I recently read a very interesting analysis by Mike Cagney, CEO of Figure Technologies, about a common misconception in the crypto community right now.



What does it mean? When giant financial companies like Visa, JPMorgan, Nasdaq are entering blockchain one after another, people think it's a sign of widespread adoption. But Cagney points out a sharp insight: if there are no actual fees, then real assets (RWA) on public blockchains are basically meaningless.

This is something many people overlook. They look at figures like TVL — that is, the total value locked in protocols — without considering whether it actually generates profits for token holders. What is TVL if it doesn’t generate fees? That’s the key question.

According to Cagney, the true value of tokens comes from three sources: yields (from network fees), real utility (reducing costs, better access), and governance rights. If there’s only activity without fees, then it’s just empty numbers.

There’s an interesting structural contradiction I see: if public blockchains truly replace companies like Visa or DTCC, why do they support them? Because they know they will pay very low or almost no fees. They keep their existing infrastructure, costs remain low, and blockchains don’t benefit from it.

Instead of simply moving part of the traditional system on-chain, blockchains need to completely replace old intermediaries. That’s the real way to create value.

On the stablecoin and payments side, Cagney believes that when combined with biometric wallets and multi-party computation, they can significantly reduce fraud. No more centralized card numbers, no more sensitive data stored in one place. Payments with stablecoins work like digital cash — settled instantly, non-reversible, without complex fraud prevention systems like current card networks.

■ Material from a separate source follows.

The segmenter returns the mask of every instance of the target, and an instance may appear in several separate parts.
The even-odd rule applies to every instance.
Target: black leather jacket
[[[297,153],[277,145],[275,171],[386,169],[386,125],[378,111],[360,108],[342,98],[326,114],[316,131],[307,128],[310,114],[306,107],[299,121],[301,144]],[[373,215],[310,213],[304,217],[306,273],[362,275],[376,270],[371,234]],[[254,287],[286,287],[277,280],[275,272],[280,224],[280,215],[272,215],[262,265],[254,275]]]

For example, Provenance blockchain with the token HASH is a network focused on generating fees rather than just increasing TVL, limiting token issuance, and providing both utility and governance rights to holders.

Overall, the bigger issue is: RWA isn’t successful just because traditional financial companies are participating in blockchain. It succeeds when blockchain builds entirely new networks that replace old intermediaries, not just support them. That’s the real difference.